SAN FRANCISCO (KPIX 5) -- The worst drought on record has turned every inch of the Golden State into a tinderbox.

State water administrators are looking at emergency regulations that may help firefighting efforts. The new rules could come at a cost to those who own valuable water rights.

Thanks to 19th century California water laws, and a creek running through his property, Lew Erickson of Santa Cruz holds some of the oldest water rights in the state.

The state water rights are complicated but based on a priority system.

Erickson grew up in Montana and said he knows the bad stuff that can happen when water gets scarce.

"I've seen some awful things happen in the '30s over water rights. People were shot over violating water rights", said Erickson.

But instead of a big gun - state water officials want to explore new emergency powers to help manage water during the drought..

The proposed rules (.pdf) allow the state to more quickly punish individuals and groups who are illegally diverting water.

And they also give the water board the power to exempt certain communities in desperate need for water: not just for drinking and sanitation, but to fight wildfires.

"The summer is a tinderbox," explained Felicia Marcus, chair of the State Water Resources Control Board.

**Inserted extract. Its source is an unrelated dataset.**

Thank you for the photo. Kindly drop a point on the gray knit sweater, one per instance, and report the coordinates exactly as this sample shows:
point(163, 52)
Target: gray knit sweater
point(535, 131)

She said to protect certain communities, the board is exploring whether some senior water rights holders like Erickson may have to curtail their water use.

"I don't think it's that people want to shut off their neighbors' tap, I think people genuinely want to help but they are concerned about their rights," explained Marcus.

The new emergency rules were debated for two days in Sacramento, in a room packed with concerned farmers, irrigation managers and lots of attorneys.

Speaker after speaker came to the podium to express their opinions on the proposals. Not everyone is happy. Some senior water rights holders feel they can't spare a drop.

"It's terrorizing. I mean I'm a fourth generation farmer and everything my family has worked hard for could be gone in a year," said Dino Del Carlo. Del Carlo owns a farming operation in Stockton and is very concerned about diverting any water from it.

"I'd like for them to look at other options" said Del Carlo. He believes there is more water in the system and that the state is working off of inaccurate information.

As for Erickson, he's hoping rain will put an end to the debate, saying most droughts won't last for more than 3 years.

"Who knows?  Mother Nature does its thing no matter what we want to do," remarked Erickson with a shrug and a tiny smile.

At the end of the day on Wednesday, the Board voted to approve the new regulation that allows water officials to move more quickly to punish those who are illegally diverting water. Many changes were made to the original draft and can be seen in their entirety here:

But for now, until they get more information, they won't make a decision on the health and safety exemptions for certain communities. Board members believe there is an effort by those with more senior rights to help those in the community who have less of a priority to that water. The board decided to see if those efforts would take care of the issue.